- Born: 19 February 1963 (age 63) Mumbai, Maharashtra, India
- Other name: Falguni Sanjay Nayar
- Education: MBA Finance
- Alma mater: Sydenham College of Commerce and Economics, Mumbai; Indian Institute of Management Ahmedabad;
- Occupations: Founder & CEO of Nykaa
- Employer: Kotak Mahindra Bank (1993–2012)
- Spouse: Sanjay Nayar ​(m. 1987)​
- Children: 2

= Falguni Nayar =

Indian businesswoman (born 1963)

Falguni Sanjay Nayar (born 19 February 1963) is an Indian billionaire businesswoman, who is the founder and CEO of the beauty and lifestyle retail company Nykaa, formally known as FSN E-Commerce Ventures which is an acronym of her own name. Nayar is one of two self-made female Indian billionaires.

As per Forbes list of India’s 100 richest tycoons, dated October 09, 2024, Falguni Nayar & family was ranked 71st with a net worth of $4.2 Billion.

== Early life and education ==
Nayar was born and raised in a Gujarati family in Mumbai, Maharashtra. Her father was a businessman and ran a small bearings company, assisted by her mother. She is a graduate in B.Com from Sydenham College of Commerce and Economics and a postgraduate from the Indian Institute of Management Ahmedabad (1985 batch).

== Career ==
In 1993, Nayar joined Kotak Mahindra Group after leaving her consultant job at A. F. Ferguson & Co. At Kotak Mahindra, she was initially the head of mergers and acquisitions (M&A) team, before going on to open institutional equities offices in London and New York City. In 2001, she returned to India. In 2005, she was appointed as the managing director of Kotak Mahindra Capital, the investment banking unit, and director of Kotak Securities, the institutional equities arm. She quit her job in 2012.

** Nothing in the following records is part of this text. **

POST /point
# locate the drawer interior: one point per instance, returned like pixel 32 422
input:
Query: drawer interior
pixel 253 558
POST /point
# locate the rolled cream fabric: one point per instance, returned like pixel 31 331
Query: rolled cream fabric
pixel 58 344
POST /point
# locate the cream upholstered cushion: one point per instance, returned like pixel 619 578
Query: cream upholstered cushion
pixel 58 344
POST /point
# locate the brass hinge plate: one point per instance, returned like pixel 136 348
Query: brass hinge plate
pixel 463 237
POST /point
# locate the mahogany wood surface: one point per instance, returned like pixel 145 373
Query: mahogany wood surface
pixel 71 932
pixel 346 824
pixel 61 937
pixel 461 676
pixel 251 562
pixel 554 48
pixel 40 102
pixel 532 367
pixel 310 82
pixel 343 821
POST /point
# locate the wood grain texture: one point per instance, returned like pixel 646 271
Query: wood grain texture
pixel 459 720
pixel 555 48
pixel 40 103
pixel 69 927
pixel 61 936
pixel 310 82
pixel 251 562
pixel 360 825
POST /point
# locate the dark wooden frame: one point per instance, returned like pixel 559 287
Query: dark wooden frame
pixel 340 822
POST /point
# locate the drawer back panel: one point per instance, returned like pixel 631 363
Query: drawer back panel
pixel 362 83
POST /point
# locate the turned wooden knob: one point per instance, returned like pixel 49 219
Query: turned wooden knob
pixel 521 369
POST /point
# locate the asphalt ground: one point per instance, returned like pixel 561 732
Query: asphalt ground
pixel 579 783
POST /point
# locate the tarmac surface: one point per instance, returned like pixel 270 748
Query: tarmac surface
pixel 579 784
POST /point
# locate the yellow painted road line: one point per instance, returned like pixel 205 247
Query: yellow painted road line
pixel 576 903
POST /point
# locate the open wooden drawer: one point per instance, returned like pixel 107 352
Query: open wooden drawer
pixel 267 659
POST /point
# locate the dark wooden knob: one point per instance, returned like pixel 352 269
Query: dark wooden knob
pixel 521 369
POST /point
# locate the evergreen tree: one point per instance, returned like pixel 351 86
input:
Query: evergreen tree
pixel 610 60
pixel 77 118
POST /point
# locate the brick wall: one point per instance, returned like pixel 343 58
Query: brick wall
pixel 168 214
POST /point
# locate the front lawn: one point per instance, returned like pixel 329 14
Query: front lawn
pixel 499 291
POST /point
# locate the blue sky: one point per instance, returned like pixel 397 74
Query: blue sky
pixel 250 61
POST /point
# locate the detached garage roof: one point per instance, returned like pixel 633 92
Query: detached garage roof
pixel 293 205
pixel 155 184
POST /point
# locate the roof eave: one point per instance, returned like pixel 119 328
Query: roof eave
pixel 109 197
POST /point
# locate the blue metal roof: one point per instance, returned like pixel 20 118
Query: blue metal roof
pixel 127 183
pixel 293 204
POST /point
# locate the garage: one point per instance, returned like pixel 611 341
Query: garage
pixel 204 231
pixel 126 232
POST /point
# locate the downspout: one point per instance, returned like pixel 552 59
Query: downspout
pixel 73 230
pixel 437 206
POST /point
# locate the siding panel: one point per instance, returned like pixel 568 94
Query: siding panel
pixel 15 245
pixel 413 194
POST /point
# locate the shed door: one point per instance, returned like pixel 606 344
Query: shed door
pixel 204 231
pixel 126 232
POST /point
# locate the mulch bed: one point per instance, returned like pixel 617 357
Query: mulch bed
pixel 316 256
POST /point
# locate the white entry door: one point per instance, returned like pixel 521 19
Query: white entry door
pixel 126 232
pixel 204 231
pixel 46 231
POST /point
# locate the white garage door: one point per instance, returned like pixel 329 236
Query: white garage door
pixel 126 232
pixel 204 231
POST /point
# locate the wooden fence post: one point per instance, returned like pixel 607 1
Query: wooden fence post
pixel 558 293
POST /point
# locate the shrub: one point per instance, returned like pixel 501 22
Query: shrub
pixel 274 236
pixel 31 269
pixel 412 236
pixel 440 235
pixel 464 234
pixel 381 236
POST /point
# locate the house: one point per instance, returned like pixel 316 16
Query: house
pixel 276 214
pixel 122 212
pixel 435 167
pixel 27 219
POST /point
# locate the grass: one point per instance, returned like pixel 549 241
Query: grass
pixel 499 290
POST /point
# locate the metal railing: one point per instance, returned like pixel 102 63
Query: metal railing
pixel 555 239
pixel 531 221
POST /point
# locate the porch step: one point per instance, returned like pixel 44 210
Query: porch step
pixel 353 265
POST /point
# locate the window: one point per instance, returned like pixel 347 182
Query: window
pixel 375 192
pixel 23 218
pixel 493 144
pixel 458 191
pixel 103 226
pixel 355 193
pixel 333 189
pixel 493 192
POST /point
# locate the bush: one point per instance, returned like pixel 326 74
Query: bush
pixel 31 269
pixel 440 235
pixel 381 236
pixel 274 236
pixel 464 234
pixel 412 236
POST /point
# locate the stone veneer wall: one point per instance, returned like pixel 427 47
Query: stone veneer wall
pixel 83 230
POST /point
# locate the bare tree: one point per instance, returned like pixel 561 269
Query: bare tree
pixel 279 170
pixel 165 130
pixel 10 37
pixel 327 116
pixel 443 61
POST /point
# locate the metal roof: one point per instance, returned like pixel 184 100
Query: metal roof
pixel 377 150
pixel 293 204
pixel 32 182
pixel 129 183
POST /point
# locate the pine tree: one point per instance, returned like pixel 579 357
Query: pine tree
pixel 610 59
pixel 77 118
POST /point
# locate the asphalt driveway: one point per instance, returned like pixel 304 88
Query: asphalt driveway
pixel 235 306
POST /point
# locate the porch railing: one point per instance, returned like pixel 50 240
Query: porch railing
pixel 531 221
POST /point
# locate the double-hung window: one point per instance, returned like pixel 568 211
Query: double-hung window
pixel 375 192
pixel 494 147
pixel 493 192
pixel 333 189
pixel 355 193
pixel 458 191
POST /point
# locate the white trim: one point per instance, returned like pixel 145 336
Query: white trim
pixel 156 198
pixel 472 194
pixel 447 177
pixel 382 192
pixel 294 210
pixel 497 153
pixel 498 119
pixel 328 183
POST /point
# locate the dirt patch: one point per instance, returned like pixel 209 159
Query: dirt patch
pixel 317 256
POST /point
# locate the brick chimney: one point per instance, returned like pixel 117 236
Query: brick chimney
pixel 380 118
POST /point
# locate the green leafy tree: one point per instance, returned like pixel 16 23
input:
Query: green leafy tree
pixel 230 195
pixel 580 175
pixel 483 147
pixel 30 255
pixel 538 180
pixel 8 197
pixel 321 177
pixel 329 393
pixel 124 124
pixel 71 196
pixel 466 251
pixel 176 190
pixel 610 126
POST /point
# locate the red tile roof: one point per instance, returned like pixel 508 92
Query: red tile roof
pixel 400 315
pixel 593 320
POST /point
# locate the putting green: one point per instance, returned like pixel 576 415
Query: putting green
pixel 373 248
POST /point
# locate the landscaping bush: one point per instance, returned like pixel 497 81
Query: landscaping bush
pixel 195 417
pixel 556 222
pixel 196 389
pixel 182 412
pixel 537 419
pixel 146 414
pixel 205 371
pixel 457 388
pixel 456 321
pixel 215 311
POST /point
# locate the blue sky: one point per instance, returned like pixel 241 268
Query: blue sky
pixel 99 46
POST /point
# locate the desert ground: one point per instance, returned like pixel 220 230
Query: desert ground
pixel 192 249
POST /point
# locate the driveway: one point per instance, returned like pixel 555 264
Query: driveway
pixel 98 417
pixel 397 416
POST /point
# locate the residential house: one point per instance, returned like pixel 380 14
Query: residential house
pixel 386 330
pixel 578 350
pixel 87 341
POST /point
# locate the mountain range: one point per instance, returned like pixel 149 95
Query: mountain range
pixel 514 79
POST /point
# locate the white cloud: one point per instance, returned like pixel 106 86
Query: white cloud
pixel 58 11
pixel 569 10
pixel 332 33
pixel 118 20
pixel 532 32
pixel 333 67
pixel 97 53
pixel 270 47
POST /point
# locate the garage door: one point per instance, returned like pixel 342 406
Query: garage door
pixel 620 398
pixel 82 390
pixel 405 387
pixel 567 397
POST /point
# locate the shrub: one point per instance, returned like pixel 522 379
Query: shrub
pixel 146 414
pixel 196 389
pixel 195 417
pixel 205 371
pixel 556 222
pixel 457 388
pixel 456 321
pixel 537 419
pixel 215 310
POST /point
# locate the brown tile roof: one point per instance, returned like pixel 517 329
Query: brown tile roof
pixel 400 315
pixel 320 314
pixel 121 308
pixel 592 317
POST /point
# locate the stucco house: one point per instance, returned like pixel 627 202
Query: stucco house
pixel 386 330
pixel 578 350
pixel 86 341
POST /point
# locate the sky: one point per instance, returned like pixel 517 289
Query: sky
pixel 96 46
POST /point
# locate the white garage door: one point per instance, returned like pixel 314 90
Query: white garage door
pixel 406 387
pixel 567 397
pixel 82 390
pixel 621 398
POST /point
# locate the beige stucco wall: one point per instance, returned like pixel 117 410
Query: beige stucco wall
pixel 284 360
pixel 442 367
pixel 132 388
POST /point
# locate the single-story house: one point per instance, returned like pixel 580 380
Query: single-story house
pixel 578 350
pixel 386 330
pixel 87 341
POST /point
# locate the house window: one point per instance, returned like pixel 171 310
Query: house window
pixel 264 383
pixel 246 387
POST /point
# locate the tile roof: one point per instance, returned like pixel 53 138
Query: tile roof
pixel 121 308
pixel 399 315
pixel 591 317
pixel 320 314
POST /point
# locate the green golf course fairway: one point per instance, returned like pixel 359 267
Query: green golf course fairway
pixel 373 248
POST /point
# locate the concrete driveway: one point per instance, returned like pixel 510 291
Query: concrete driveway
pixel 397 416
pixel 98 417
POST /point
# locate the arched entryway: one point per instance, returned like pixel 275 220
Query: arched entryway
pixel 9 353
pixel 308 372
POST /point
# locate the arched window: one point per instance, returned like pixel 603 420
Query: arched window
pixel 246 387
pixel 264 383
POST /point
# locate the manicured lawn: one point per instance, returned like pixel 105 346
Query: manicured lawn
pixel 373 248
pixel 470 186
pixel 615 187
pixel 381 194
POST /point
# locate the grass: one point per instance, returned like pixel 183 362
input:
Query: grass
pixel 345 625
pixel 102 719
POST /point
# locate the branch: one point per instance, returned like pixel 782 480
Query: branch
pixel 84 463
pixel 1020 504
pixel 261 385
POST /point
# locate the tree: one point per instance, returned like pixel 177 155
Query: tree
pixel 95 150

In April 2012, at the age of 50, she founded Nykaa with $2 million of her own money. Nykaa was worth $2.3 billion as of 2021 bringing Nayar's net worth to an estimated $1.1 billion. Nayar is one of two self-made female Indian billionaires, the other being Kiran Mazumdar-Shaw. Nykaa listed at $13 billion valuation on 10 November 2021. Soon after Nykaa went public, Nayar became the wealthiest self-made Indian woman, with her net worth rising to $6.5 billion. In 2022, Nayar made her debut in the Forbes India Rich List at rank 44. She was awarded EY entrepreneur of the year for India in 2021.

== Personal life ==
Falguni Nayar married Sanjay Nayar in the year 1987, whom she met at business school. He is the CEO of Kohlberg Kravis Roberts India. They have two children – Adwaita Nayar and Anchit Nayar, who are twins; Adwaita is the CEO of Nykaa Fashion whereas Anchit heads the retail and e-commerce divisions.